The following editorial appeared in the Coos Bay, Oregon World on September 18, 2002.
What more evidence do federal lawmakers need to persuade them to eliminate day-use fees on U.S. Forest Service land?
Repeated protests over the past several years have done nothing to disuade Congress from continuing the pilot program originally set up to raise money for operations and maintenance.
It's been six long years and still they are ignoring growing opposition to the program.
The very people who stand to gain from those fees have become skeptical of the program. A recent independent survey of the Forest Service's employees in this region found that 38 percent just plain oppose it. The majority of the agency's workers have serious concerns over whether the program treats low income people with fairness.
Simply, it doesn't.
If a local family can't afford to pay, they can't play on the Oregon Dunes National Recreation Area or access any adjoining state-owned beaches. They can't hike in dozens of historically popular trails from Florence to Brookings.

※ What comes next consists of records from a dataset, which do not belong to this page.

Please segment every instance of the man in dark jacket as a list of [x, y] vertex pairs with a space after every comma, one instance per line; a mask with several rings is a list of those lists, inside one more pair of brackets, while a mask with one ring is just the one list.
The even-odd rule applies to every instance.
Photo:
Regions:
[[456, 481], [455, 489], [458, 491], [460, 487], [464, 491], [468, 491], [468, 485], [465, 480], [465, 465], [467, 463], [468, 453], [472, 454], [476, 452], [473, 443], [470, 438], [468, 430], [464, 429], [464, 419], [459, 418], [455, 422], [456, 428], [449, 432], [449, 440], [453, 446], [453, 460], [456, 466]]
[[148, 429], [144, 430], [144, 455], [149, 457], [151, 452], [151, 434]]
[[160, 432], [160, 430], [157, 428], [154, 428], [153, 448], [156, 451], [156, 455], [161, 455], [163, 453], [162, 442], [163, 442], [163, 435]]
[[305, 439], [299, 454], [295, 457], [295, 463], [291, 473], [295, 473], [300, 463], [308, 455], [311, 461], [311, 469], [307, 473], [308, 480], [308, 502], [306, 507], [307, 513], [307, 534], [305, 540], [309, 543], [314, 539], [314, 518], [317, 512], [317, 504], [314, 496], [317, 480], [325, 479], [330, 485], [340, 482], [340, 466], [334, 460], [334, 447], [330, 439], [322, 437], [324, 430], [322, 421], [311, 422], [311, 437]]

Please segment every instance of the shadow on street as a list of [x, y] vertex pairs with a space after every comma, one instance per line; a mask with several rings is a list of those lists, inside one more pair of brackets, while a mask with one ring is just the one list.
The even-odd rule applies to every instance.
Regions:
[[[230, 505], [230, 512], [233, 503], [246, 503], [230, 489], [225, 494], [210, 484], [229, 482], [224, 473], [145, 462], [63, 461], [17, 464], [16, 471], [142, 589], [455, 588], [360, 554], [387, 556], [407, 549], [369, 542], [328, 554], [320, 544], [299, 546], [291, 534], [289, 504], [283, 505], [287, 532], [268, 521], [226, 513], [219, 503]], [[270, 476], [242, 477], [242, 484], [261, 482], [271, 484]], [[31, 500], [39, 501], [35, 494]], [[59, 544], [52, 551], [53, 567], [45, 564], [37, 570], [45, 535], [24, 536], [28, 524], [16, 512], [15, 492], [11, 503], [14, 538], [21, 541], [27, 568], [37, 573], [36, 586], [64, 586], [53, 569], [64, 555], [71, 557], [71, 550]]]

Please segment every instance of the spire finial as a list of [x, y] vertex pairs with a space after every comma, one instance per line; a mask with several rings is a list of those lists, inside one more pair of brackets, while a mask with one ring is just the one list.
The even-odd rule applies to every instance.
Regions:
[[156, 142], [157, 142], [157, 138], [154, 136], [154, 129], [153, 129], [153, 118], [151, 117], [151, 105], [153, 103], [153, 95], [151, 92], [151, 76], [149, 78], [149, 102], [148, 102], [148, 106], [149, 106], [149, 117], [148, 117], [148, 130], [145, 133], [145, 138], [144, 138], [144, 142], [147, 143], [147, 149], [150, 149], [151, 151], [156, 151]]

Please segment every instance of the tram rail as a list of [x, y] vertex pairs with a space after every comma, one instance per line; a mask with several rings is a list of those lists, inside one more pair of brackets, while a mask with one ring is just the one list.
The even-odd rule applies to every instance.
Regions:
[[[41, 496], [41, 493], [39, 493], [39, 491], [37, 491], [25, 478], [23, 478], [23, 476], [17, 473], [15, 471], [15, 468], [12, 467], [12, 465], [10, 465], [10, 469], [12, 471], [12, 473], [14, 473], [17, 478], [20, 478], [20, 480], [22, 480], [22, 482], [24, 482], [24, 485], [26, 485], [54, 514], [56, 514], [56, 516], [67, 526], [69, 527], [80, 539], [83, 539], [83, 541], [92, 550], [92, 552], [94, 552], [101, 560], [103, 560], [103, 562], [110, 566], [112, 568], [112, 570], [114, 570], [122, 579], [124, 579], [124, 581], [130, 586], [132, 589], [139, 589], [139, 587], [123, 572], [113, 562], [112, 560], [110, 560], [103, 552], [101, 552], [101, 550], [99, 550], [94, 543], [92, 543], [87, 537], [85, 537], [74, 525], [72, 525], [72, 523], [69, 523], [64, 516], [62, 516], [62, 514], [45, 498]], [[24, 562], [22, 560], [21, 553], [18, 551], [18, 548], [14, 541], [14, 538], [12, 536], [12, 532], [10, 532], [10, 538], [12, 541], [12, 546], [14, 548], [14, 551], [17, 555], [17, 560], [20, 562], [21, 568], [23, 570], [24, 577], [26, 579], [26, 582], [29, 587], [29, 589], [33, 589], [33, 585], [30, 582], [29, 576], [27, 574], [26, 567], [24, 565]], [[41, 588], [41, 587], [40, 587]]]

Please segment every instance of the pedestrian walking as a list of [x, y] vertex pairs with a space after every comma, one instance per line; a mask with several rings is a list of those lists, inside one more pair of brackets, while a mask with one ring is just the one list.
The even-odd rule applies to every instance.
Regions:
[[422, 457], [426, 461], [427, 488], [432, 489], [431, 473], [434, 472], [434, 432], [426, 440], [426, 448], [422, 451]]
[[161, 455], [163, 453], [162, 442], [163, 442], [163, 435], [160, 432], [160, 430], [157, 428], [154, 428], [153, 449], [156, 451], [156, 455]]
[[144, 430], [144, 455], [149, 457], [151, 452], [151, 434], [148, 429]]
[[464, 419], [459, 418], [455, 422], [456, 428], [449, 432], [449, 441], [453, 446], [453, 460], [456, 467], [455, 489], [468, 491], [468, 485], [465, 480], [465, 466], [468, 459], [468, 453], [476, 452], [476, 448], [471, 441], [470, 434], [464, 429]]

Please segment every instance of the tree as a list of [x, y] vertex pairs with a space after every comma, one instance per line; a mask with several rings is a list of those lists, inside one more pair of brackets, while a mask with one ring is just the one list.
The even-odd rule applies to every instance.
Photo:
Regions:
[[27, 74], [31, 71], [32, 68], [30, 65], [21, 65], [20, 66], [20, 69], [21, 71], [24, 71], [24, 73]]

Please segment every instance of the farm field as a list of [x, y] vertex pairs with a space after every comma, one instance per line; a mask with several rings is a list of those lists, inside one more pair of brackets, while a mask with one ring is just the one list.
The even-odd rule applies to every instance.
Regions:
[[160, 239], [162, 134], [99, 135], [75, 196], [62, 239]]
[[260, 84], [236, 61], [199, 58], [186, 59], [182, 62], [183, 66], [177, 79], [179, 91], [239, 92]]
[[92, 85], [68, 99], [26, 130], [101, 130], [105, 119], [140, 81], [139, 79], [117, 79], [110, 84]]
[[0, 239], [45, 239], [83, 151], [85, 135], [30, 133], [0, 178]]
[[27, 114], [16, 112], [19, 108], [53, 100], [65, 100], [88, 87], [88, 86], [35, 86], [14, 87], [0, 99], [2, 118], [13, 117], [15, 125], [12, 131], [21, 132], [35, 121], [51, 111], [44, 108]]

While those fees may provide 20 percent of the agency's regional budget, the pay-to-play program discriminates and there's just no reason federal lawmakers should continue to ignore that. It's an issue of simple economics.
The fee mostly hurts local residents, poor local residents. These are the people most likely to visit the South Coast's popular forest trails and Oregon over and over again. These are the people who can't afford to vacation far from home.
These are the people already paying to subsidize those lands through property taxes and income taxes that maintain the roads, other surrounding infrastructure and even law enforcement - all of this in a region plagued by unemployment, underemployment and chronically low wages.
There's another issue to consider, too. Lawmakers are dismissing the fact that this region for decades has sent billions of dollars in timber receipts east - a practice likely to continue as long as the agency harvests trees.
Still, Congress persists on squeezing even more money from South Coast residents. Disguising this added tax as a user fee doesn't make it any more palatable. Local residents still must pay every time they want to hike the dunes or go beachcombing, and that's pretty hard to swallow.